Pero es que además, en la localidad hay en marcha más de una decena de autopromociones, es decir vecinos que se están construyendo una vivienda por iniciativa propia. «Lobres crece y hemos conseguido fomentar el retorno. Vecinos que se habían tenido que ir, han vuelto», comenta orgulloso el concejal delegado de Lobres, Juan de Dios Márquez.
Pero más habitantes también requieren más servicios. La localidad no está dispuesta a perder el tren y, según su alcalde, están preparados para dar el salto «cuantitativo y cualitativo». Lobres ha puesto en marcha un proyecto global de desarrollo con la programación de obras como la nueva piscina, el gimnasio, el hogar del pensionista y la remodelación del centro, además de otros proyectos como el soterramiento de contenedores.
397.000 euros
El 10% de aprovechamiento medio que el Ayuntamiento recibe por la construcción de las más de 200 viviendas que ya están en marcha se ha traducido en la recaudación de 397.000 euros, que están ayudando a sufragar los proyectos para cambiar la imagen del municipio. Así, por ejemplo, se está trabajando en temas de saneamiento. «Estamos transformando Lobres con el menor coste para los vecinos y las arcas municipales», apunta el alcalde. Con los costes mínimos y además... con orden.
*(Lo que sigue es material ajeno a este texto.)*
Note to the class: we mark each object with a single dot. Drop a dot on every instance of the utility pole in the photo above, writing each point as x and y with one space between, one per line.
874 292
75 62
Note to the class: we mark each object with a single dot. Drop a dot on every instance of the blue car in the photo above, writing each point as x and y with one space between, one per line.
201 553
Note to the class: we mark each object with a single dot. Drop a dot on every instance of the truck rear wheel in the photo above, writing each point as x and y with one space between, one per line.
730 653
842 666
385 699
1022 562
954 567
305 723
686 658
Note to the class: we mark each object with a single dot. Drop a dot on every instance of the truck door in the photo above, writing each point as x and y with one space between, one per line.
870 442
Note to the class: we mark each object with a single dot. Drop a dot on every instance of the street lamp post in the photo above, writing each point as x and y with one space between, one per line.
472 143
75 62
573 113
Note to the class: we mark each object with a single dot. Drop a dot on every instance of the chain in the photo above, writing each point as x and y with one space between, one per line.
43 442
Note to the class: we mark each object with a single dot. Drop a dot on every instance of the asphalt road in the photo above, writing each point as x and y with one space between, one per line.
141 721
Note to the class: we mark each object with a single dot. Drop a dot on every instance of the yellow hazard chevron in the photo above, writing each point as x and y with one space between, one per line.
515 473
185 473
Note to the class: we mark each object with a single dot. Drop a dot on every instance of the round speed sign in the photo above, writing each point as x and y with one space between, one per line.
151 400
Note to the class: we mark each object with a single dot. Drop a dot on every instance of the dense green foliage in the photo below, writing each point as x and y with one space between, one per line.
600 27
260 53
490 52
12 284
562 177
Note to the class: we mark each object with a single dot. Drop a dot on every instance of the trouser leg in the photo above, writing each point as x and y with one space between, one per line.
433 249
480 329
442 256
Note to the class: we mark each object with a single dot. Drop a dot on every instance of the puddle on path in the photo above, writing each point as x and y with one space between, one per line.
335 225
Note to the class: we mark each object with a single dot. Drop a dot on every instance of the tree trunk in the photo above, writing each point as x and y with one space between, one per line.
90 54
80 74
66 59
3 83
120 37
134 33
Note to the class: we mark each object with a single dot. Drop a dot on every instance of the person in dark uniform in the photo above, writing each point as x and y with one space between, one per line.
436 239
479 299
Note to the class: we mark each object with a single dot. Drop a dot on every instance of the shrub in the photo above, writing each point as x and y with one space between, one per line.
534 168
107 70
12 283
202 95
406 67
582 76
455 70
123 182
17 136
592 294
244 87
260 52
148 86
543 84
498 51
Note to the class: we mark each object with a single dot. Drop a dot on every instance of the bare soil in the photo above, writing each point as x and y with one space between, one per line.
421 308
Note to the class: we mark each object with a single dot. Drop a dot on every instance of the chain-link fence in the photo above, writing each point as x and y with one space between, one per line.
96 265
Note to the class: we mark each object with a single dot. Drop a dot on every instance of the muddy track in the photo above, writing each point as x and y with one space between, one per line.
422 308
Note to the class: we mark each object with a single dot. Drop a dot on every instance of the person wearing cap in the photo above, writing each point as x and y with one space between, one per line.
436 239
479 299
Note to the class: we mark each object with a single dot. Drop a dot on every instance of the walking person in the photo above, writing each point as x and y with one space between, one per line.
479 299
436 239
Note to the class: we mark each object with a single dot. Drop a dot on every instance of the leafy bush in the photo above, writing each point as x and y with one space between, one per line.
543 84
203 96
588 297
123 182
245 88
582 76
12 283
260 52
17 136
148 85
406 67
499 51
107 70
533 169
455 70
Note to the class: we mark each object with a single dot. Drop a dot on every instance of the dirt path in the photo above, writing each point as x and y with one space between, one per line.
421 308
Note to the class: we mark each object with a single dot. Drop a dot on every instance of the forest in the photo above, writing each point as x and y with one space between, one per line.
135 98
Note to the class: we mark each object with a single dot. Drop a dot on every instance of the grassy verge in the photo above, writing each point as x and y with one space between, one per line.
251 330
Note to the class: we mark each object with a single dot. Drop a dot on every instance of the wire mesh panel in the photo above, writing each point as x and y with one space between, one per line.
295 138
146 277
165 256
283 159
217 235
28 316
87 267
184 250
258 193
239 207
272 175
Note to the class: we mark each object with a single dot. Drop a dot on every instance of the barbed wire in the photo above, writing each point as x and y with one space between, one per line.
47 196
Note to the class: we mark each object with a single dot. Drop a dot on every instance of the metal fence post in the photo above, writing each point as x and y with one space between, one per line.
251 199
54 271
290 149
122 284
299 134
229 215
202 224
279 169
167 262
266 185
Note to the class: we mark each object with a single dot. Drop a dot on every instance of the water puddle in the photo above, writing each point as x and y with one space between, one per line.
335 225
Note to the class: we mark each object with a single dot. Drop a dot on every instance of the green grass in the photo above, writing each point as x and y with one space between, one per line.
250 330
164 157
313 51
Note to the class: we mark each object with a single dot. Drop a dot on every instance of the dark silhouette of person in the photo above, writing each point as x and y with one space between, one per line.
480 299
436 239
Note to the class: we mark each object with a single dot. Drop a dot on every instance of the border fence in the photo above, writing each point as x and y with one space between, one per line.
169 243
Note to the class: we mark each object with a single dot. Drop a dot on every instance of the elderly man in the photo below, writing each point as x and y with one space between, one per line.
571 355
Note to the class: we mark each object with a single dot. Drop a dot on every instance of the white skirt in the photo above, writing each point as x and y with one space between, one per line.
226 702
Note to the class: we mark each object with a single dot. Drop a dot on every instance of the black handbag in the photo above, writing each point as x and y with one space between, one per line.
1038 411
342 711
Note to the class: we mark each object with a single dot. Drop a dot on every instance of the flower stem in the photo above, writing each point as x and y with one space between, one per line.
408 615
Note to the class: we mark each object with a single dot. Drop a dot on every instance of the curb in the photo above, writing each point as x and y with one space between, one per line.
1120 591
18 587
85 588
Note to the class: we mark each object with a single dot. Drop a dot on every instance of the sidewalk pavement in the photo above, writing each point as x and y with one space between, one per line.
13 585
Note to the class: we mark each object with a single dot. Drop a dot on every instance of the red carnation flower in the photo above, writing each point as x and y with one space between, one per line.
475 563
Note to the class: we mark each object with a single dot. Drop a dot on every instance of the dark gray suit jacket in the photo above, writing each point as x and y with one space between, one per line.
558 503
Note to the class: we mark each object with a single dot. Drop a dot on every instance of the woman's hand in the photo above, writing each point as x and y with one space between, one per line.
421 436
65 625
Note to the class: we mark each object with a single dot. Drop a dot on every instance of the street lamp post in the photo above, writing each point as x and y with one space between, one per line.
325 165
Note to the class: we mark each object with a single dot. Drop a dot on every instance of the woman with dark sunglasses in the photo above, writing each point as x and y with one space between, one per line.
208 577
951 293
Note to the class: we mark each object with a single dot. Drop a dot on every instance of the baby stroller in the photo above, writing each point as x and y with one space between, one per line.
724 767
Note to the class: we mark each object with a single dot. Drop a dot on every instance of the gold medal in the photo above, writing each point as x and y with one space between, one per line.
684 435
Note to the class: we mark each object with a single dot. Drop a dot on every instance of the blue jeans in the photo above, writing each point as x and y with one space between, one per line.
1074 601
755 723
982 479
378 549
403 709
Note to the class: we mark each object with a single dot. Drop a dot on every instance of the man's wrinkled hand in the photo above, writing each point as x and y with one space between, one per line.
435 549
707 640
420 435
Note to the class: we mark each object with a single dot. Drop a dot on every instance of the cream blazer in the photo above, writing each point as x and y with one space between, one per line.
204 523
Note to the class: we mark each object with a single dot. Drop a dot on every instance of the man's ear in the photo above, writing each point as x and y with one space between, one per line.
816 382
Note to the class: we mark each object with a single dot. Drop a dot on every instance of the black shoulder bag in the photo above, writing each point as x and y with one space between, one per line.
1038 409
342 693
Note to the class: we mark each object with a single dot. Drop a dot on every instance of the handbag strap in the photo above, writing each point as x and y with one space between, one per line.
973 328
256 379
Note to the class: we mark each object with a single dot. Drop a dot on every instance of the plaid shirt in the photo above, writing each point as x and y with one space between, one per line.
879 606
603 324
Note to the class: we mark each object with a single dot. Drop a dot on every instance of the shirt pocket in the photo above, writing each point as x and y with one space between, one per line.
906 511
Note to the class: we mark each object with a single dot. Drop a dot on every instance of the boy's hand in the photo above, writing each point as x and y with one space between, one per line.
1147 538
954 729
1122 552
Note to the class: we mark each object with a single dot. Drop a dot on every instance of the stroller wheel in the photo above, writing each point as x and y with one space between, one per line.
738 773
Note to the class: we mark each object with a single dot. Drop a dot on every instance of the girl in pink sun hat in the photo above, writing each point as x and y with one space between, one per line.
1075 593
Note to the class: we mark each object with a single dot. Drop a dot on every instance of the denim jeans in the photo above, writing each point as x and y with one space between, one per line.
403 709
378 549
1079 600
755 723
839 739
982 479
En Lobres no quieren proyectos inconexos. «Un estudio de arquitectos está diseñando el Lobres del futuro, no estamos poniendo adoquines por gusto sino que todo sigue un diseño global. Tenemos que dar servicios a este nuevo Lobres sin perder nuestra esencia», añade Márquez.
La piscina y un centro deportivo con gimnasio en el centro del pueblo son otras de las apuestas de servicios. «La hemos ubicado en el centro, a diferencia de otros municipios. Además no es el modelo tipo de Diputación. Ésta será la piscina de Lobres, que es distinto a que Lobres tenga piscina», valora el alcalde, que fija la terminación de la obra en ocho meses. Y el gimnasio, en solo tres.
Remodelación del centro
El hogar del pensionista es otra de las mejoras que están a punto de ponerse en marcha. Está financiado por Diputación y Ayuntamiento, que pagarán 113.000 y 48.000 euros respectivamente, para satisfacer una acuciante demanda del municipio.
Otro de los proyectos principales es la remodelación del centro, que se recoge en el presupuesto de 800.000 euros para inversiones en el anejo previstas para 2006. Las obras han comenzado por las calles Enrique Montero e Ingenio (165.161 euros de inversión) y se prolongarán a calle Espinar, Bonifacio Caro, Plaza Libertad y Calle Sacristía. Con esto, todo el centro de Lobres quedará remodelado. Y el alcalde aún tiene un proyecto estrella en la manga: los presupuestos de 2006 incluyen una partida para gestionar la independencia y convertir a Lobres en una Entidad Autónoma Local.